The second best of anything rarely gets anywhere near the attention that the best gets, but this may be a notable exception.

Standing 2,073 feet (632 metres) high, the Shanghai tower is the world’s second tallest building behind the ultra-famous Burj Khalifa. The 128-storey building took seven years to complete, with work finishing in September of 2015, but it has not yet been opened to the public, for undisclosed reasons.

Filmmaker Joe Nafis had the foresight to begin filming the construction of the tower in 2011, when he found an unobstructed view of the city of Lujiazui, which is a peninsula in the city of Shanghai. After being developed as Shanghai’s financial district in the early 1990s, Lujiazui’s construction activity has exploded and it now hosts more than 30 buildings over 25 storeys high and three buildings over 1,380 feet tall (420 metres).

Over the next four years, Nafis took hundreds of thousands of photos of the tower, totaling about eight terabytes of memory. Other than the Kardashians taking pictures of themselves, that’s more photos than people would ever take over an entire lifetime.
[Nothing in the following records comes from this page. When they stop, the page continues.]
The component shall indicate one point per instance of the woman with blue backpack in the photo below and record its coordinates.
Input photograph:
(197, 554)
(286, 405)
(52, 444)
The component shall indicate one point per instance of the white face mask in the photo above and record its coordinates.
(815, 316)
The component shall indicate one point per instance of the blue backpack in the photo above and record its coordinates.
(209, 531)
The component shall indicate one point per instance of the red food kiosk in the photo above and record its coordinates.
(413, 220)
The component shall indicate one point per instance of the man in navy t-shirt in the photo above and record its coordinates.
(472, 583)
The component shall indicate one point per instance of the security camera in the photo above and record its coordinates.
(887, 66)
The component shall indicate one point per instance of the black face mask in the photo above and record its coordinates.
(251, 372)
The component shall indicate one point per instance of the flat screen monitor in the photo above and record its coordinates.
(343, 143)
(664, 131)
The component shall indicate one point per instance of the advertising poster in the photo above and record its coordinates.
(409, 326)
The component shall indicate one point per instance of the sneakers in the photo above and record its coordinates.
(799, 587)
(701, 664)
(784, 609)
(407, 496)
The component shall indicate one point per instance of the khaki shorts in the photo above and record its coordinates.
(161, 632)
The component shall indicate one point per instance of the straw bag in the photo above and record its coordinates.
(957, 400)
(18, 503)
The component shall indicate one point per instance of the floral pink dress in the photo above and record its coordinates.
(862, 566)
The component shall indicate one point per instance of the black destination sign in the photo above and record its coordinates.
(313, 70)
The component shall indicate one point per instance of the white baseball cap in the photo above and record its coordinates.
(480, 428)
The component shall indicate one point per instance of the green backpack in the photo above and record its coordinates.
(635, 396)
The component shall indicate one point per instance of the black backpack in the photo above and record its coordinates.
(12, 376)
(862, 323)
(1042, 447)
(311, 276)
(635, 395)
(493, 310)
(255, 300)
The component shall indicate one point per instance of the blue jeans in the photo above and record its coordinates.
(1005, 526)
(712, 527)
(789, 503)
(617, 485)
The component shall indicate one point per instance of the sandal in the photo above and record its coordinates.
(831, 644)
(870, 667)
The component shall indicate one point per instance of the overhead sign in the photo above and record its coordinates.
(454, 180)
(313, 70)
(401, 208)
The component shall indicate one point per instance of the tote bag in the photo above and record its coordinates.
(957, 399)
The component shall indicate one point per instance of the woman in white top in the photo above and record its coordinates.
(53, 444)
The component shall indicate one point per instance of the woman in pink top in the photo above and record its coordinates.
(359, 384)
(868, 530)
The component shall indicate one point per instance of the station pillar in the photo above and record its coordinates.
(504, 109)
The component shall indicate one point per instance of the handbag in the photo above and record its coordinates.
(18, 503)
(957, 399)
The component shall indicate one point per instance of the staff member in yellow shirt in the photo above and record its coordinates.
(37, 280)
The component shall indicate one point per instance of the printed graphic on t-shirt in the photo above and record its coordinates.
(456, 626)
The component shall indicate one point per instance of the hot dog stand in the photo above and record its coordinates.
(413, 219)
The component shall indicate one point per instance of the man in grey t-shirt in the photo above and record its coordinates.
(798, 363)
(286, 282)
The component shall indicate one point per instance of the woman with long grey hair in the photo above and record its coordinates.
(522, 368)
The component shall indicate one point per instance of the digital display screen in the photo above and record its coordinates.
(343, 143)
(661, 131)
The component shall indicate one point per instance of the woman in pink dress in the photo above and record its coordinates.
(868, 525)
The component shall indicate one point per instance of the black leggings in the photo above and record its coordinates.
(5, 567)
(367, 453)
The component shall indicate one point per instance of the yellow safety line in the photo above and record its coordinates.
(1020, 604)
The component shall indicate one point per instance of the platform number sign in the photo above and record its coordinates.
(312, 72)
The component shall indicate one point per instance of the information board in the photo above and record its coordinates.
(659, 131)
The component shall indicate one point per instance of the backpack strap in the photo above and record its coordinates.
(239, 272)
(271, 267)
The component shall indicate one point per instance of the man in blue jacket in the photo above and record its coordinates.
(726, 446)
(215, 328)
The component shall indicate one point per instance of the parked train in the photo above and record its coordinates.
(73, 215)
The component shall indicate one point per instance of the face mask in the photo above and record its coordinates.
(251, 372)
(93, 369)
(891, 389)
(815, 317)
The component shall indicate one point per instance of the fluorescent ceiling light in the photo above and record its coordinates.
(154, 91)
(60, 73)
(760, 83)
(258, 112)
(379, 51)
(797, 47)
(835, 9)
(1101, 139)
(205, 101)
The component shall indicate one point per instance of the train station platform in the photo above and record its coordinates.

Nafis was then tasked with compiling all of those photos, editing them and turning them into a two minute, 48 second masterpiece.

As far as the actual construction of the building went, the designers had to be extra careful, since Shanghai is highly susceptible to earthquakes. The building also happened to be located on top of a river basin, so the engineers called for 980 foundation piles that stretched 282 feet deep apiece. To fight off the threat of typhoons, the building is spiraled all the way up to the top, twisting about one degree per storey of the building.